Aquí comienza la última versión de la novela.
El capítulo anterior, el primero, lo escribí hace varios años. Era un e-mail para los amigos de Sudacalandia, convertido en cuento de concursos, acabado en inicio de novela.
Explicar cómo la novela llegó hasta este punto no viene a cuento ahora, lo dejo para el final.
En teoría, ésta es una novela de suspense. Como el misterio era un poco mierda me lo cargué. Y es que en vez de centrarme en el argumento, como se supone que hay que hacer, me ponía a desvariar sobre la experiencia de migrar, porque era el tema que, en esa época, me ocupaba.
Sin ton ni son me veía hablando del aburrimiento de los primeros días, cuando llegamos, con el piso vacío, sin conocer a nadie, y sin pasta para salir. De haberlo sabido, hubiera pagado un container para traer embutidos a familiares, amigos, objetos personales, malandros, autobuses, carajitos de los que tiran piedras en la autopista, mosquitos, calor, lluvias tropicales, aguardiente El Recreo, perros callejeros, etc., y me habría fastidiado como allá, ni más ni menos, exactamente igual.

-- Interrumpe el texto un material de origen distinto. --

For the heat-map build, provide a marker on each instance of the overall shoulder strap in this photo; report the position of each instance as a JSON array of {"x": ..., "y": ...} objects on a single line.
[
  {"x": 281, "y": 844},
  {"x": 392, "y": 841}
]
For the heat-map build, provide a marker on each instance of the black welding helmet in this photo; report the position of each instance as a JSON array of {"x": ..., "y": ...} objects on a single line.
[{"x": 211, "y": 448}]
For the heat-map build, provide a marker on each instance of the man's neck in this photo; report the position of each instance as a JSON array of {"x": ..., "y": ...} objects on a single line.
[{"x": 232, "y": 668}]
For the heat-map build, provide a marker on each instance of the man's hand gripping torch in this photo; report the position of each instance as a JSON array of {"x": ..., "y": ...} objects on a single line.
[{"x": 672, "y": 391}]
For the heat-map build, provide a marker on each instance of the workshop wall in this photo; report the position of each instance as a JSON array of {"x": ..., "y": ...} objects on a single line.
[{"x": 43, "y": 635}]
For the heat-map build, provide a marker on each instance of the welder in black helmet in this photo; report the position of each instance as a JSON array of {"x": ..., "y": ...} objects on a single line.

En Sudacalandia pasaba el día cascándomela y leyendo. Por eso tenía una biblioteca bien surtida. Pero no pude traérmela y se la vendí a un amigo por mil dólares, con los mil (a dólar la unidad, precio de mercado) clásicos invalorables de la literatura universal (comprados de segunda mano, amarillos, olvidados, y sucios, envejecidos en el negocio de un tipo que sufría analfabetismo), y mi colección completa de ediciones especiales de Playboy, publicadas entre octubre de 1987 y noviembre de 1998.
Sin libros ni revistas me quedé ocioso y tuve que cambiar de hábitos: compré un ordenador barato y me dediqué a escribir y a coleccionar imágenes de actrices y modelos desnudas sacadas de internet.
********
Música
Aunque no lo parezca, la única sala de conciertos de Barcelona es el Auditori, que está hundido en un edificio con fachada de Ministerio de Fomento, venido a menos, arquitectónicamente, desde su inauguración.
Como todavía no habíamos conocido a Clara no teníamos forma de conseguir entradas gratis para el Auditori, y como Antonia no quería pagar para entrar a ningún sitio, tuvimos que conformarnos con ir al Conservatorio del Bruc, donde había conciertos cada jueves, entrada libre.
Presentaban un arreglo del Cuarteto para el fin de los tiempos, de Messiaen.
El público era todo de gent gran, vejetes.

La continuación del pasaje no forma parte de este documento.